Das neue Auto sei - so sagt sein Konstrukteur –''im Paradies gemacht“.
''Nicht von dieser Welt'' sei ihr Bier, klopft sich eine Brauerei auf die eigene Schulter.
Kat sei Dank'', jubelte einst das Bundesumweltministerium in den vom Blei befreiten Äther.
''Liebe deine Gäste wie dich selbst'', forderte eine Whiskyfirma, und Möbelfabrikanten behaupten, sie verwirklichten Visionen.
Den Auftrag, das Wort Gottes zu verkünden, haben wir offensichtlich voll erfüllt. Der Glaube hat das Leben durchdrungen, den Alltag erreicht. Wir atmen Frömmigkeit, und die Worte des Glaubens perlen wie selbstverständlich über unsere Lippen. Sollte Gott da nicht ein bisschen stolz sein auf uns, seine erfolgreichen Kinder?
Und doch gefriert einem das Hosianna auf den Stimmbändern, denn die Realität des Alltags entspricht so gar nicht den hehren Worten, mit denen sie durchsäuert ist. Die frommen Worte sind wie teure Kleider, die zunächst einmal für die hohen Feiertage gekauft und auch nur an ihnen getragen wurden. Später spielten sie in der zweiten Liga der Festivitäten, an den Sonntagen, ihre immer noch respektable Rolle.

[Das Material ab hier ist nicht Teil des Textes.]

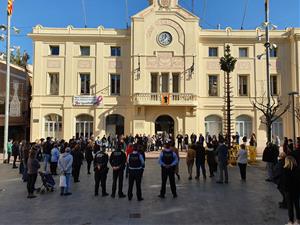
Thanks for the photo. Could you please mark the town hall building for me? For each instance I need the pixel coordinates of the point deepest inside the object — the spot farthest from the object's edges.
(160, 74)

Dann taugten sie gerade noch fürs Büro, bis manch ehemals glänzendes Sakko letztendlich bei der Gartenarbeit gesehen wurde. Und warum auch nicht? So ist nun einmal der Lauf der Dinge. Nur: Bei den Kleidern kaufen wir Neues für die Feste nach, wenn wir das Getragene nach unten durchreichten, während wir bei den degradierten religiösen Begriffen nicht nur vergaßen, sie durch neue zu ersetzen, sondern mit ihnen auch gleich die entsprechenden Inhalte aus dem Bewusstsein tilgten. Und jetzt ist es uns oft kalt, so ganz ohne Kleider. Wir fahren im paradiesischen Auto, haben aber keine Ahnung mehr vom Paradies, von der Gewissheit einer persönlichen Vollendung nach unserem Tod bei Gott. Selbst der platteste Atheist plappert fünfmal täglich ''Gott sei Dank'', aber Gott wirklich täglich zu danken für sein Leben, für seine Lieben, fällt kaum noch einem ein. Sein Wissen darum, dass sein Reich ''nicht von dieser Welt'' sei, half Jesus, vor Pilatus Haltung zu bewahren, während bei uns dieses Wort gerade noch zum Biertrinken taugt, und dann wundern wir uns über unsere Wurzellosigkeit. Wir thronen in Bürostühlen, die von visionären Machern geformt wurden, doch unsere wirklichen Visionen reichen gerade noch bis zu der Frage, wie und wo wir es an Silvester so richtig krachen lassen. Wir haben keine Visionen mehr.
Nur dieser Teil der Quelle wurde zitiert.